Managed Care & Clinical Updates: February 2023

Author(s):

Revised Classification Criteria for Melanoma Are Needed

The increasing rate of melanoma diagnosis in the United States may not be due to actual disease, but possibly it is due to overdiagnosis of patients with an actual very low risk of death, authors of a new study posit. The growing numbers of melanoma diagnosis in recent years may be due to overdiagnosis of skin cancer in patients with a very low risk of death and stage I lesions that are 1 mm or smaller, according to study findings published in Cancer.

“Evidence exists that escalating melanoma incidence is due in part to overdiagnosis, the diagnosis of lesions that will not lead to symptoms or death,” the authors wrote. “Although melanoma is the most serious skin cancer, most patients have high chances of survival. There is evidence that some lesions diagnosed as melanoma would never have caused symptoms or death.”

Investigators used data from the Surveillance, Epidemiology, and End Results Program database. Patients were included in analyses if their melanoma was diagnosed in 2010 or 2011; they had negative clinical lymph nodes; and they had early-stage, small lesions. Risk of death was estimated out to 7 years—patients had to have complete 7-year follow-up data—and logistic models identified a subset of patients in this group who may have had a higher risk of death. Of the 11,594 patients in the study, 46% were women. The median (IQR) age for all participants was 58 years (range, 48-68).

“Patients with very low risk of dying from melanoma within 7 years of diagnosis were identified,” they concluded. “Such cases warrant further study and consensus discussion to develop classification criteria, with the potential to be categorized using an alternative term such as ‘melanocytic neoplasms of low malignant potential.’ ”

The median Breslow thickness was 0.45 mm (range, 0.30-0.65). Breslow depth ranges from 1.0 mm or less (skin surface) to more than 4 mm (subcutaneous fat). Stage Ia was the assigned melanoma stage in 71% of the patients. Four percent of these cases involved ulceration, 27% were mitogenic, and 45% were Clark level II.

The entire patient cohort was divided into a training set (67%) and a testing set (33%), with the testing data “reserved until after the final selection of candidate models developed using the training data.”

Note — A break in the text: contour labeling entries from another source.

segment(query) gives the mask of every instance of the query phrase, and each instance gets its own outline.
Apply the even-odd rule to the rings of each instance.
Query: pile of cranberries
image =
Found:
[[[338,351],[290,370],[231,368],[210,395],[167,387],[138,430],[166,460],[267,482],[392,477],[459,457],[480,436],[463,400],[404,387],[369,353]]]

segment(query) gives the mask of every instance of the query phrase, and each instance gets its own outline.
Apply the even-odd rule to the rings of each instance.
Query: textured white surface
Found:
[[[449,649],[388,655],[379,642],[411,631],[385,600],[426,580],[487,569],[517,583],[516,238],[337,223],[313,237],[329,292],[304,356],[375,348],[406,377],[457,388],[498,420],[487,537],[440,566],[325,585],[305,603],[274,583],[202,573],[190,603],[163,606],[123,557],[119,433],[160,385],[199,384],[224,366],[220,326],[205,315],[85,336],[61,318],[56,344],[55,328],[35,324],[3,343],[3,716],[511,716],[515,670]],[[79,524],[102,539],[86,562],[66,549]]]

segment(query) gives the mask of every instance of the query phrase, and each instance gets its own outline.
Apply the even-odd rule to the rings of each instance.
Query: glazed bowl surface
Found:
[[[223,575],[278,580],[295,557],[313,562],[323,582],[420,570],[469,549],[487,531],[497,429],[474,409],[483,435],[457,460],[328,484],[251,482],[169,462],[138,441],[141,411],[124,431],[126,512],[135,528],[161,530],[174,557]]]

The authors developed 4 models—3 classification and regression tree (CART) models and 1 risk prediction model—to estimate patient outcomes using the training data set:

  • Model 1A, a CART model, classified patients by age, with cutoff of 69 years.
  • Model 1B was an extension of Model 1A, with second age cutoff
    of 43 years.
  • Model 2, the risk prediction model, used continuous age, sex, Clark level, ulceration, and mitogenicity.
  • Model 3, another CART model, classified patients by age (cutoff of 69 years), Clark level, ulceration, and mitogenicity.

“Based on final results,” they wrote, “we focused on Model 1A, 1B, and 2.”
In Model 1A, 35% of patients were classified as having a very low risk of death of 0.58% (95% CI, 0.29%-1.14%); in Model 1B, 25% had a very low mortality risk of 0.40% (95% CI, 0.16%-1.03%); and in Model 2, 25% had a very low mortality risk of 0.52% (95% CI, 0.22%-1.20%).


Overall, 2.5% of all patients died of melanoma within the 7-year follow-up.
“The favorable survival estimates we report are comparable to ultrathin melanomas with Breslow thickness ≤ 0.5 mm studied previously,” the authors concluded. “Besides physical effects of unwarranted treatment, overdiagnosis can falsely import psychological burden of disease. This retrospective study indicates the need for prospective studies to better characterize melanocytic neoplasms of low malignant potential.” 

Reference

Eguchi MM, Elder DE, Barnhill RL, et al. Prognostic modeling of cutaneous melanoma stage I patients using cancer registry data identifies subsets with very-low melanoma mortality. Cancer. 2023;129(1):89-97. doi:10.1002/cncr.34490


Concurrent Antibiotics, Steroids Raise CDI Risk in Patients With Lung Cancer Receiving EGFR-TKI Therapy


Findings from a new study shed light on the risk of Clostridioides difficile infection (CDI) among patients with lung cancer who are receiving EGFR tyrosine kinase inhibitor (EGFR-TKI) therapy. Results of the study, believed to be the first of its kind, suggest that concurrent antibiotics and systemic steroids increase the risk of CDI and that patients who become infected have higher rates of intensive care unit (ICU) admissions and mortality. The study was published in OncoTargets and Therapy.1

CDI is relatively common in patients receiving treatment for lung cancer, the authors explained. Results of another study found that CDI is the cause of nearly a quarter of all diarrhea cases among patients receiving chemotherapy for lung cancer.2 TKIs also can cause diarrhea, and such patients are often treated with antimotility agents.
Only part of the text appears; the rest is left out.